7.10.07

Watchmen

Há cinqüenta anos o Sputnik era lançado pelos soviéticos e a Guerra Fria tinha um de seus mais quentes capítulos. Estava marcado o início da Era Espacial. Depois, chegou-se à Lua, e diferentemente do que ocorreu nas Grandes Navegações, nenhum Camões cantou a viagem de Neil Armstrong. Por que esse descaso? É certo que não dá pra comparar os objetos. Mas parece que algo maior mudou em nossa visão. É verdade que não há mais o interesse econômico das viagens do século XVI, mas talvez a gente é que tenha ficado meio blasé mesmo. Se Júlio Verne ainda fosse vivo talvez se frustrasse com o que vieram a se tornar as viagens espaciais. Como a pena do francês nos deu em 1865 a viagem Da Terra à Lua, antes de termos, de facto, viajado, parece que as viagens na realidade não vieram a ter a mesma graça que imaginamos na ficção. Posteriomente criada, uma das mais geniais obras que retratam o período ignoram-nas: Watchmen.

Watchmen é fantástico.
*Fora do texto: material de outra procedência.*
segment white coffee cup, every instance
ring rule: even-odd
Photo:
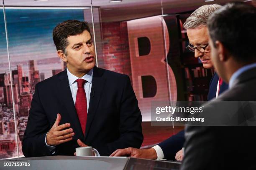
[[[94,153],[94,155],[93,153]],[[76,148],[76,154],[77,156],[99,156],[97,152],[91,146],[85,146],[84,147],[77,148]]]

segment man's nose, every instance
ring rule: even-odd
[[[204,55],[204,53],[196,49],[195,51],[195,58],[198,58],[199,57],[202,57]]]
[[[91,50],[90,48],[88,46],[87,44],[84,45],[84,54],[90,54],[91,53]]]

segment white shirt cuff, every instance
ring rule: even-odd
[[[46,145],[46,146],[47,147],[47,148],[48,148],[48,149],[50,150],[50,152],[51,152],[51,151],[52,150],[53,150],[54,149],[55,149],[55,147],[54,146],[51,146],[49,145],[48,144],[47,144],[47,143],[46,142],[46,136],[47,135],[47,134],[48,134],[48,133],[49,132],[47,132],[47,133],[46,133],[46,135],[45,135],[45,144]],[[54,153],[55,152],[54,152],[53,153],[52,153],[52,154],[54,154]]]
[[[164,159],[164,155],[163,150],[162,150],[162,148],[161,148],[159,145],[156,145],[152,147],[152,148],[154,148],[156,152],[158,160]]]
Lançado nos EUA entre 1986 e 1987 pela DC Comics, com arte de Dave Gibbons e argumento de Alan Moore, é a prova de que, mais cedo ou mais tarde, o gênero HQ deverá ser reconhecido como uma das mais importantes formas de arte da nossa cultura, vencendo os preconceitos iniciais, como o cinema também venceu. Em seu enredo, passado entre as décadas de 50 e 80, o terror da Guerra Fria assola o mundo e a figura do herói é posta em cheque. Afinal, o que se pode fazer quando a luta contra o mal se revela um conceito limitado, como é limitado todo maniqueísmo?

A sensação de realidade criada pela obra tem um efeito tão grandioso, que muito se aproxima à sensação que se tem da realidade absurdamente real dos heterônimos de um Fernando Pessoa. Do ponto de vista formal, é digna de todos os aplausos. Os significados multiplicam-se à medida que narrativas paralelas de diversos gêneros entrecruzam-se: trechos de diários, capítulos de livros, artigos jornalísticos e acadêmicos, relatórios policiais, entre outros. As páginas do diário de Roscharch, que aparecem logo no início, nos aproximam tão intimamente deste personagem, um tanto fascista, que enfim simpatizamos com ele. Reproduzidos meio que desinteressadamente, como para ocupar espaço (mas “com autorização do autor”), alguns capítulos da autobiografia de Hollis Mason, Sob a Máscara, revelam os bastidores da vida dos heróis pela visão do herói então aposentado. Mas a mais forte narrativa paralela são os “Contos do Cargueiro Negro”.

Citando diversas fontes, uma matéria jornalística, aparentemente sem ligação alguma com o enredo, posta entre o quinto e sexto capítulo, dizia que: “Em maio de 1960, surgia a primeira edição de um novo e extrardinário título da National Comics, atual D.C. Chamava-se CONTOS DO CARGUEIRO NEGRO.” E acrescenta que tinha por tema a pirataria e por personagens os aventureiros do mar de origem européia que infestavam o Caribe. Na história, um náufrago faz com os cadáveres dos próprios companheiros uma jangada para a salvação. O surpreendente é que já desde o terceiro capítulo vínhamos acompanhando, em metaliguagem, por sobre o ombro de um personagem secundário, leitor de quadrinhos, não só o texto mas também as ilustrações. Aos poucos, a história passa a ganhar mais espaço, preenchendo “toda a tela”, até que já não sabemos em que narrativa estamos. E faz até sentido falar em preencher “toda a tela”: é flagrante a influência do dinamismo do cinema na arte de Gibbons. Por incontáveis vezes, os quadrinhos se integram para dar uma visão geral do ambiente, embora em cada um deles a ação transcorra de maneira independente. Muito bom!

Fiquei tão impressionado com a originalidade da história do cargueiro negro que procurei sem sucesso encontrar alguma edição desse gibi, até que um respeitável conhecedor de HQ me declarou não conhecê-lo. E ficou a pergunta no ar: “Você já parou pra pensar que os contos do cargueiro negro na realidade talvez não existam?” Não. Não tinha pensado. Parece que caí como um pato na armadilha ficcional. O que não é nenhuma novidade. Sempre que leio as críticas feitas por Álvaro de Campos a Fernando Pessoa, Ricardo Reis e António Mora, nas “Notas para recordação do meu mestre Caeiro”, acho absurdo imaginá-los somente como uma criação.